Yellowknife : une école francophone perd près de 40 élèves au profit du réseau anglophone
Une école francophone de Yellowknife, dans les Territoires du Nord-Ouest, a perdu près de 40 élèves en un été au profit du système éducatif de langue anglaise.
« C’est un choc. Je suis pratiquement traumatisé et très inquiet », réagit au bout du fil le directeur général de la Commission scolaire francophone des Territoires du Nord-Ouest (CSFTNO), François Rouleau.
L’école Allain-Saint-Cyr, l’une des deux écoles de la commission scolaire, qui accueille des élèves dès la prématernelle, a subi une baisse inattendue de ses effectifs à la rentrée. Plus précisément, l’établissement du Grand Nord est passé de 227 à 182 élèves en l’espace d’un seul été.
François Rouleau, qui a travaillé dans le milieu de l’éducation francophone pendant près de 30 ans en Nouvelle-Écosse et à l’Île-du-Prince-Édouard, dit n’avoir jamais vu cela au cours de sa carrière, soulignant aussi qu’il s’agit du plus grand nombre de départs d’un seul coup pour la CSFTNO.
« Je n’ai jamais vu une telle vague de départs. En Nouvelle-Écosse, la rétention du secondaire pouvait fluctuer, mais les pertes se comptaient à hauteur de 5 à 7 élèves tout au plus, pas 40 d’un coup. »
Bien que quelques-uns de ces 40 élèves aient quitté le territoire, la majorité s’est dirigée vers l’école d’immersion voisine de l’établissement Allain-Saint-Cyr. Face à l’ampleur de la situation, la commission scolaire a demandé aux parents de remplir un sondage afin d’en comprendre les motifs. Parmi les raisons invoquées par la trentaine de familles ayant répondu figurent le manque d’infrastructures, le manque d’espace pour les élèves du secondaire ainsi que l’accès à plus grande diversité de cours et d’activités parascolaires.

Par exemple, les élèves francophones du secondaire doivent côtoyer les plus jeunes en raison du manque d’espace. Le directeur général convient qu’il est difficile pour le réseau francophone de rivaliser avec le réseau anglophone en raison d’un financement moindre.
« Le réseau anglophone dispose d’infrastructures plus récentes, comme une magnifique école construite il y a environ cinq ans qui offre un programme d’immersion. De plus, les commissions anglophones sont responsables de leurs infrastructures, tandis que pour nous, c’est le ministère des Infrastructures qui gère notre bâtiment », cite-t-il en exemple.
Ce qui ressort des témoignages des parents n’est aucunement la qualité du travail accompli par le personnel ou par les enseignants, qui doivent parfois enseigner à deux niveaux en même temps, avance M. Rouleau. Il souligne d’ailleurs qu’une quinzaine de familles ont mentionné qu’elles recommanderaient tout de même l’école francophone à leurs proches.

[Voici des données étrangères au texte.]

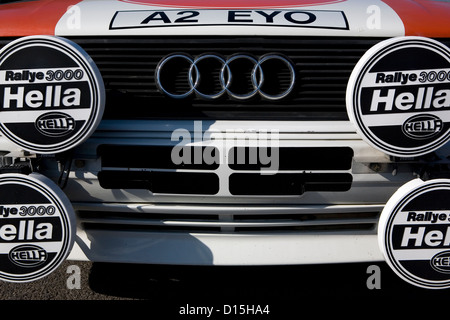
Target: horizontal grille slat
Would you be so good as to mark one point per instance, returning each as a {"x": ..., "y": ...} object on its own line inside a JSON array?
[{"x": 115, "y": 219}]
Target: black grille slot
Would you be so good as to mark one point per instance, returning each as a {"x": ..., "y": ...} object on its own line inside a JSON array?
[
  {"x": 331, "y": 158},
  {"x": 296, "y": 171},
  {"x": 161, "y": 182},
  {"x": 322, "y": 65},
  {"x": 140, "y": 157},
  {"x": 114, "y": 219},
  {"x": 289, "y": 184}
]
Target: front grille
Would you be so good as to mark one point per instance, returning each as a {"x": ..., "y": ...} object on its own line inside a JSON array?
[
  {"x": 230, "y": 219},
  {"x": 322, "y": 66},
  {"x": 298, "y": 170}
]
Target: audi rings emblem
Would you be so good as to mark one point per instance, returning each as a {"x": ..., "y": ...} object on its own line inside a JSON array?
[{"x": 211, "y": 76}]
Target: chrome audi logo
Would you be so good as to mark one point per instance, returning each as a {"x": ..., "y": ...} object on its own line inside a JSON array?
[{"x": 211, "y": 76}]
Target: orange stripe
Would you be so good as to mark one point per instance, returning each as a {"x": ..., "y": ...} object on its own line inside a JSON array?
[
  {"x": 423, "y": 17},
  {"x": 32, "y": 18}
]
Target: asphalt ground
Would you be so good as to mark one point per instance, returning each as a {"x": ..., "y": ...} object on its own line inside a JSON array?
[{"x": 170, "y": 291}]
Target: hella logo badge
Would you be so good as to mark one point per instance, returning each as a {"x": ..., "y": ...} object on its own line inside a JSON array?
[
  {"x": 422, "y": 126},
  {"x": 28, "y": 255},
  {"x": 55, "y": 124},
  {"x": 414, "y": 233},
  {"x": 37, "y": 227},
  {"x": 441, "y": 262},
  {"x": 52, "y": 94},
  {"x": 398, "y": 96}
]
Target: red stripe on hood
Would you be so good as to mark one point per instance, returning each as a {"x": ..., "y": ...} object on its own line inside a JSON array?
[
  {"x": 423, "y": 17},
  {"x": 32, "y": 18}
]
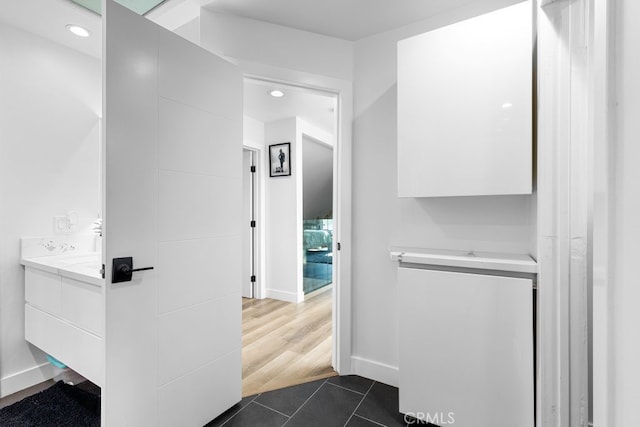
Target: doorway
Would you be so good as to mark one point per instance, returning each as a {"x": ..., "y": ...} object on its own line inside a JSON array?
[{"x": 288, "y": 325}]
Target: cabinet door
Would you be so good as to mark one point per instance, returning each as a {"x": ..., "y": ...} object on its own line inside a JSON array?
[
  {"x": 466, "y": 348},
  {"x": 465, "y": 107}
]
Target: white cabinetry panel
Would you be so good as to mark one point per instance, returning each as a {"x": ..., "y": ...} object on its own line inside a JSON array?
[
  {"x": 465, "y": 107},
  {"x": 466, "y": 348}
]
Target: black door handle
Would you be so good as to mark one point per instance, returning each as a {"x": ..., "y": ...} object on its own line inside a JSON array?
[{"x": 123, "y": 269}]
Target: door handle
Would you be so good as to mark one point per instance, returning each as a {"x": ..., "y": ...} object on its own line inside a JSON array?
[{"x": 123, "y": 269}]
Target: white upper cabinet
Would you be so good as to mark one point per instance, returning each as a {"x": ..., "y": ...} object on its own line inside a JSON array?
[{"x": 465, "y": 107}]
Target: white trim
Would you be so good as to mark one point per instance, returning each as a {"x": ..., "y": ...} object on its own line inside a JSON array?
[
  {"x": 24, "y": 379},
  {"x": 565, "y": 133},
  {"x": 377, "y": 371},
  {"x": 284, "y": 296}
]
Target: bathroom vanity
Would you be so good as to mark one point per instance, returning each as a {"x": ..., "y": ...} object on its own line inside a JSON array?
[{"x": 64, "y": 303}]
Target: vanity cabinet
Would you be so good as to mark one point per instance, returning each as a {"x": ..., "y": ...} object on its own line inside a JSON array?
[
  {"x": 64, "y": 317},
  {"x": 465, "y": 107}
]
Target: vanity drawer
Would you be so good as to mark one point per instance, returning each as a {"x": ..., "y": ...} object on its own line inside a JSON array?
[
  {"x": 43, "y": 290},
  {"x": 76, "y": 348},
  {"x": 82, "y": 305}
]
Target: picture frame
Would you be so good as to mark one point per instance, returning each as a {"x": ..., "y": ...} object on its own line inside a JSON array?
[{"x": 280, "y": 159}]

« Ce n’est donc pas une question de qualité de l’éducation; nos élèves réussissent très bien aux évaluations de littératie et de numératie », remarque François Rouleau.
« Cela dit, il faut reconnaître que la capacité limitée de nos infrastructures et de nos finances constitue un frein majeur. La CSFTNO enregistre des déficits année après année. Nous n’avons pas le financement adéquat pour répondre à l’ensemble des besoins », convient le dirigeant scolaire.
Cette dynamique s’inscrit à l’opposé de la tendance observée ces dernières années, période pendant laquelle les effectifs de l’établissement étaient en hausse constante, atteignant même un sommet historique.
« Ce qui est particulièrement triste, c’est que nous avions une masse critique d’élèves qui arrivaient en 6e année (environ 34 ou 35 élèves). Nous avons perdu plus de la moitié de cette classe d’un coup. C’est dommage, car cette masse critique est essentielle pour pouvoir offrir un éventail de cours plus vaste au secondaire. »
Crainte pour l’année prochaine
Si la CSFTNO espère toujours retrouver quelques-uns de ces élèves d’ici les prochaines semaines, le directeur général s’inquiète de l’impact financier pour la prochaine année, le budget étant calculé en fonction des effectifs inscrits au 30 septembre.
« Nous avons conservé notre personnel compte tenu du contexte, mais nous nous inquiétons beaucoup pour l’année prochaine, car nous avons vraiment une excellente équipe et de très bonnes personnes », souligne François Rouleau.

Ce dernier craint aussi l’impact sur le développement du français chez ces jeunes qui quittent le réseau francophone pour celui de la langue de Shakespeare.
« À cet âge, les jeunes sont très influençables. Ils se retrouvent dans un environnement anglophone où ils ressentiront le besoin de s’exprimer en anglais pour s’intégrer », s’inquiète M. Rouleau.